First we need to create a directory inside the ‘Install OS X El Capitan.app’ which we previously saved to /Applications/. We’re going to use the same folder for two commands and we want to make sure we get it exactly right both times, so we’ll make it a variable:

DIR='/Applications/Install OS X El Capitan.app/Contents/SharedSupport'

Then use the variable with mkdir to create the folder:

mkdir -p "$DIR"

and then we need to move the “InstallESD.dmg” file into that folder

mv -vn "$HOME/Downloads/InstallMacOSX/InstallMacOSX.pkg/InstallESD.dmg" "$DIR"

Note: you probably want to trash the ‘~/Downloads/InstallMacOSX/InstallMacOSX.pkg’ (and its parent folder) now that it is empty, to avoid confusion later

mv -vn "$HOME/Downloads/InstallMacOSX/" "$HOME/.Trash/"

Now if you look at the ‘Install OS X El Capitan.app’ in the Finder, it should show itself as 6.21 GB:

open -R  '/Applications/Install OS X El Capitan.app'

So close, and yet…

VMWare was willing to start trying to make a virtual machine using the app, but it failed when it came to the actual installation part:

I don’t know what to try next. Parallels would not use either the ‘Install OS X El Capitan.app’ or the ‘InstallESD.dmg’ to try to create a new virtual machine.


Update and Solution

I posted a question on the VMware Fusion support forum asking how to do this, and someone came up with a very clever solution, which I will replicate here in case others are interested. The idea is simple, but I never would have thought of it.
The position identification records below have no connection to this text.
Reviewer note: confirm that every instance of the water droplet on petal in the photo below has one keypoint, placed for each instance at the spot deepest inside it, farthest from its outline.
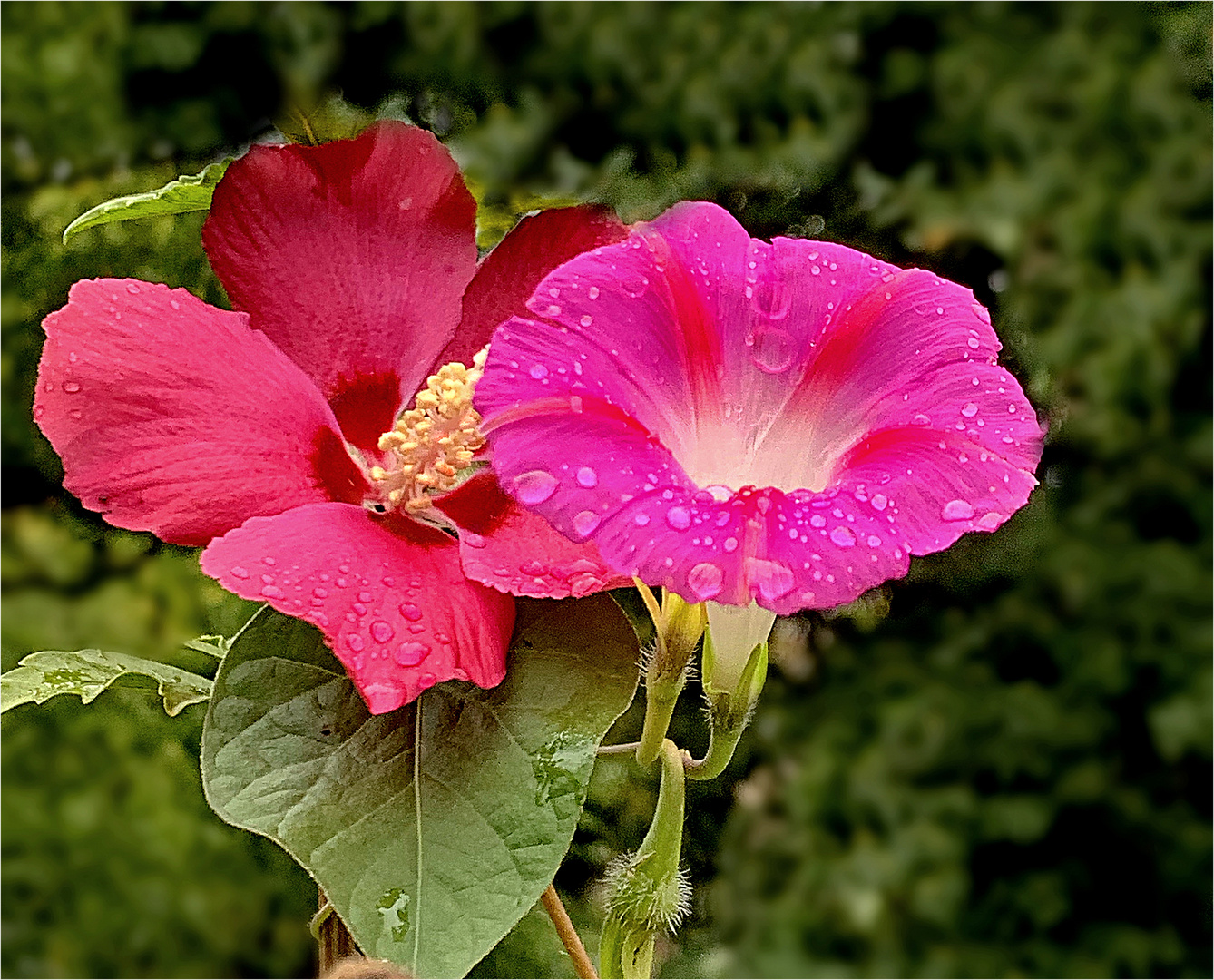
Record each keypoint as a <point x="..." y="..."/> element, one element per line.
<point x="679" y="517"/>
<point x="773" y="351"/>
<point x="844" y="537"/>
<point x="957" y="510"/>
<point x="585" y="523"/>
<point x="771" y="297"/>
<point x="410" y="653"/>
<point x="534" y="485"/>
<point x="706" y="581"/>
<point x="772" y="578"/>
  1. Create a virtual machine of any version of macOS, even the current version that you are using on your Mac.

  2. Inside the VM, download the .dmg (see below) and mount it.
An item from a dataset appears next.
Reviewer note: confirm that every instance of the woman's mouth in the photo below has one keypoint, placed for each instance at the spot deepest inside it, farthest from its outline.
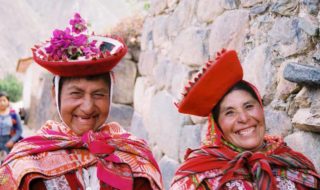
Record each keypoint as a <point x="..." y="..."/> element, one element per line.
<point x="246" y="131"/>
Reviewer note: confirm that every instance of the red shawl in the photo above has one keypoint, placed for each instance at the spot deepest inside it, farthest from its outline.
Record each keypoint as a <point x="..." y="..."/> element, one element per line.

  3. Launch the .pkg inside the .dmg.

  4. The .pkg seems to understand that it is inside a VM, and will install the app, which it would not do outside of the VM. Note that the Installer.app says that it will only take a few megabytes, but that is incorrect.

  5. Find the “Install OS X El Capitan.app” (or whatever the app name is) in the /Applications/ folder inside the VM. It should be over 6 GB in size.

  6. Copy the “Install….app” from the VM out to your actual Mac.

  7. Create a new VM using the “Install….app” from the /Applications/ folder on your Mac.

Step #4 is the part that I never would have guessed. The .pkg would not install the app outside of a VM, but will install it inside of a VM.

This worked perfectly with the El Capitan .dmg file, and I’m currently doing the same with Yosemite and Sierra. Then I’ll try the older versions of Mac OS X from old installers that I have from before they disappeared from Apple’s servers.

Update 2

Turns out that Rich Trouton wrote about this technique back in early 2017:

Downloading older OS installers on incompatible hardware using VMs | Der Flounder

But I wasn’t working with VMs at the time, so I must not not stored that in my long-term memory.

Update 3

I had saved the older installers for Lion, Mountain Lion, and Mavericks, which are no longer available for download.

Each of them still installed as a VM. Apparently they were not signed with the certificates that expired.

Older versions of Mac OS X (10.6.8 and before) are not available to virtualize.